Zentrale Ereignisse sind drei große Ausstellungen in den Jahren 1865, 1875 und 1888, die dem Garten mehrere Gewächshäuser an der Nordseite hinterlassen. 

 

Die Orangerie

Als wichtigstes Bauwerk fällt der FLORA nach Beendigung der Internationalen Landwirtschafts-Ausstellung 1865 die langgestreckte Orangerie zu, die westlich des Wintergartens parallel zu diesem liegt. In der kalten Jahreszeit werden hier die Neuholländischen Gewächse aus Australien und andere Kübelpflanzen überwintert; im Sommer finden Blumenschauen statt.


 

Kaisersaal und Tropfsteingrotte 

Unmittelbar nach dem Deutsch-Französischen Krieg werden einige Bauten vollendet, deren Fertigstellung sich durch die kriegerischen Auseinandersetzungen verzögert hatte. Von besonderem Rang ist ein vierteiliger im neoklassizistischen Stil erbauter Verbindungstrakt zwischen Wintergarten und Orangerie. Vom Wintergarten kommend steigt man im Inneren über eine Felsentreppe, deren Wände als „prächtige Tropfsteingrotte" gestaltet sind hinab. Man erreicht einen von zwei glasgedeckten Seitentrakten, die die sogenannte Aula flankieren und Baumfarne,  Palmen und andere tropische Gewächse beherbergen. Sie dient unter dem Namen Kaisersaal als mit Plüsch und Kristall „kostbar ausgestatteter und decorirter" Empfangsraum. Das jetzige Gebäudeensemble umschließt dreiseitig den neuen „Friedensgarten“, dessen Mittelpunkt eine von Kaiserin Augusta gestiftete Kolossalvase ziert.  

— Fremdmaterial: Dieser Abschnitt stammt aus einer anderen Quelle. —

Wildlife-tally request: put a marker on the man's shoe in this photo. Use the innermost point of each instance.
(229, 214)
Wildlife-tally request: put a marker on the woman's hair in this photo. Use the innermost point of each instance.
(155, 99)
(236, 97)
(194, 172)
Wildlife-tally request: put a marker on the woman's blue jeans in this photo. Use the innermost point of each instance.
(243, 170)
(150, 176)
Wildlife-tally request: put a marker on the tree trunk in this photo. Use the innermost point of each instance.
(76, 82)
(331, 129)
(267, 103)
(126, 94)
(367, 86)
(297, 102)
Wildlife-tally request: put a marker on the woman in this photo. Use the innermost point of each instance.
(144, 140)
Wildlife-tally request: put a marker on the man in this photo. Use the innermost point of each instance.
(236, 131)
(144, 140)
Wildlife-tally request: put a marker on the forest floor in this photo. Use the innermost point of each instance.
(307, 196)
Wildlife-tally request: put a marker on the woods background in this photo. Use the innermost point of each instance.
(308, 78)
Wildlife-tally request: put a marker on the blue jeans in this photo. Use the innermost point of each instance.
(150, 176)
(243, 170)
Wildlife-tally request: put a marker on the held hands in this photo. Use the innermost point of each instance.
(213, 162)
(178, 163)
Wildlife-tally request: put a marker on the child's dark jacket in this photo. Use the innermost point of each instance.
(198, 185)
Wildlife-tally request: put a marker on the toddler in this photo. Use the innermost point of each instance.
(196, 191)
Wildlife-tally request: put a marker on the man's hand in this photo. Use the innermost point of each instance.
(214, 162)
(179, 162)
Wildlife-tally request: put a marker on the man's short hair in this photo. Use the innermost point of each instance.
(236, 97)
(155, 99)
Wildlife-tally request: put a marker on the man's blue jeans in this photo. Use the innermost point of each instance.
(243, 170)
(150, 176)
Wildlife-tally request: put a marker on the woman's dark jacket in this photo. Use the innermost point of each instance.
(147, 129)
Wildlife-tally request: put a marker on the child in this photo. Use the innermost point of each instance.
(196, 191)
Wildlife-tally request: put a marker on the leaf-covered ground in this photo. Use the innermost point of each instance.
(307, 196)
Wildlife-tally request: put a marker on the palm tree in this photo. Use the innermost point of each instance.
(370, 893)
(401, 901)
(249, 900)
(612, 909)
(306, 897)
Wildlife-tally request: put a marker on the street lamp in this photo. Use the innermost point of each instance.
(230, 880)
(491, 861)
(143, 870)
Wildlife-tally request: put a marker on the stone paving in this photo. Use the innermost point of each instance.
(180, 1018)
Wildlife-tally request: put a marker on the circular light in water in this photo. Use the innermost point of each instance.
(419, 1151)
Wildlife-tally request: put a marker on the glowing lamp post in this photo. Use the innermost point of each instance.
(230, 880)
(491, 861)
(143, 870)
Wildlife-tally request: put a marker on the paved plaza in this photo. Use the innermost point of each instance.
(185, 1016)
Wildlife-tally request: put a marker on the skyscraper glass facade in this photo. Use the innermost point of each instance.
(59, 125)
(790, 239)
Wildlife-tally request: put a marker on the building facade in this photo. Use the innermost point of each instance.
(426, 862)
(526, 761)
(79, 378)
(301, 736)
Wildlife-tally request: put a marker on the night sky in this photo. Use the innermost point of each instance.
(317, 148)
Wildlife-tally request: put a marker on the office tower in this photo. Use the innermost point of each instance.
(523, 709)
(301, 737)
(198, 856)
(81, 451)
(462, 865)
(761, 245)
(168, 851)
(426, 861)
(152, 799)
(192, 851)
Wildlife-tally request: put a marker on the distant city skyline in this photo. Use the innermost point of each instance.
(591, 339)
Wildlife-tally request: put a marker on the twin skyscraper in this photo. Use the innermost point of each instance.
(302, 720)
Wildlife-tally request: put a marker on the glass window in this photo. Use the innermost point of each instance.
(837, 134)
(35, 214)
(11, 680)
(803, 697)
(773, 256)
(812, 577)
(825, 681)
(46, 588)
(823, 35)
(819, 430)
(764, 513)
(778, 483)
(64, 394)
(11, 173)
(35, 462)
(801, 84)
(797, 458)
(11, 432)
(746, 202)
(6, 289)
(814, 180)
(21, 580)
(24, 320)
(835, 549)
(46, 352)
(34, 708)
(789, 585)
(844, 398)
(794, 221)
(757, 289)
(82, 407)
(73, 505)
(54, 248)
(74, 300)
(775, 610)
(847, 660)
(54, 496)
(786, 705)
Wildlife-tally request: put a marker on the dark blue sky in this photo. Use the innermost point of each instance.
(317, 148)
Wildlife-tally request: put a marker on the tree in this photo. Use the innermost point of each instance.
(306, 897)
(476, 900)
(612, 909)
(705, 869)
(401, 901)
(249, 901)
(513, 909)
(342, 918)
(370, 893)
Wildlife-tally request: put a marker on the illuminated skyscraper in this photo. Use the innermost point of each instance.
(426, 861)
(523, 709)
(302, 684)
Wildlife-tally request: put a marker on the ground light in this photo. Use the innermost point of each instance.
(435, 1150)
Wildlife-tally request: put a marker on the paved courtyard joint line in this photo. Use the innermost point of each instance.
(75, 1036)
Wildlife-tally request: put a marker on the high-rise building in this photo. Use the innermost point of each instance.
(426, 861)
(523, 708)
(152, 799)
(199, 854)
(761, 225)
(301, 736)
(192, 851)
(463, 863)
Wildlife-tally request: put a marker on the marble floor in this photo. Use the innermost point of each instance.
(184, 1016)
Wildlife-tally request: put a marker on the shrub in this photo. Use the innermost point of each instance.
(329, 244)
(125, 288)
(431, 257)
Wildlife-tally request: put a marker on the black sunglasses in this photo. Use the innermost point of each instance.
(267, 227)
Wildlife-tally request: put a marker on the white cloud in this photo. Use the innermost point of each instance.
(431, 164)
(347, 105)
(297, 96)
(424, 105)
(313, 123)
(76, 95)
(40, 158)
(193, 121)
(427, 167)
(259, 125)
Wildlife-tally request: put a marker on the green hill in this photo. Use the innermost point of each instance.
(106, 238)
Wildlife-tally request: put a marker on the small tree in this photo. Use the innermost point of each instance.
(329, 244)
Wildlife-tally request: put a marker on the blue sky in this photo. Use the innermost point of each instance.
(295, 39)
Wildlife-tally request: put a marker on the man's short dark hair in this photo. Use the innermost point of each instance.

Die Glashäuser an der Nordseite 


Von den an der Nordseite vorgesehenen Gewächshäusern wird im Jahre 1866 als erstes das Warme Schauhaus vollendet. 1875 erhält die Flora durch die für die Ausstellung erbaute Gewächshausreihe an der Nordgrenze das Gesicht, das dem Lenné'schen Entwurf am nächsten kommt. Eine der Hauptattraktionen der nächsten Jahrzehnte ist das achteckige Victoria-Haus. Es beherbergt neben anderen seltenen Nymphaeen (Seerosen) und tropischen Sumpfpflanzen, die namensgebende Victoria amazonica als „Königin der Wasserpflanzen" mit ihren riesigen Schwimmblättern und herrlichen Blüten. Das flache Gebäude ist Dreh- und Angelpunkt zwischen der Orangerie und dem schon bestehenden Warmhaus, an welches das Schott'sche Haus, ein Kalthaus nach damals neuestem technischen Stand, anschließt. Den Mittelpunkt der Reihe von Gewächshäusern bildet das Palmenhaus, ein „höchst eleganter Bau, dessen Bogendach von einem gekuppelten Aufsatz überragt ist." Das Bruns'sche Kalthaus schließt die Reihe der Glashäuser im Westen ab.



 

 

 

Botanische Kostbarkeiten 

Durch die neuen Glashäuser ist eine 200 Meter (mit Wintergarten und Orangerie sogar 300 Meter) lange, zum großen Teil glasgedeckte Anlage entstanden. In deren Verlauf sind alle exotischen Kostbarkeiten wie Palmen, Kakteen, Orchideen und Seerosen zu besichtigen oder wie es ein sicherlich noch vom Deutsch-Französischen Krieg beeinflusster Zeitgenosse formuliert „Die Elitetruppen des Gartens kaserniert".

 

Prosperität und Niedergang 

Mit allseits beliebtem Programm aus Sommerfesten, Konzerten, Illumination, Feuerwerk und, als gelegentlichen Höhepunkten, Besuchen der Mitglieder des Kaiserhauses, zieht die Flora lange Zeit das Publikum an. Um 1890 endet eine Ära von Glanz und Blüte. Die Konkurrenz zahlreicher neuer Lokale führt dazu, dass die jetzt etwas „verstaubte“ Flora 1890 erstmals und dann fast jährlich Rote Zahlen schreibt.  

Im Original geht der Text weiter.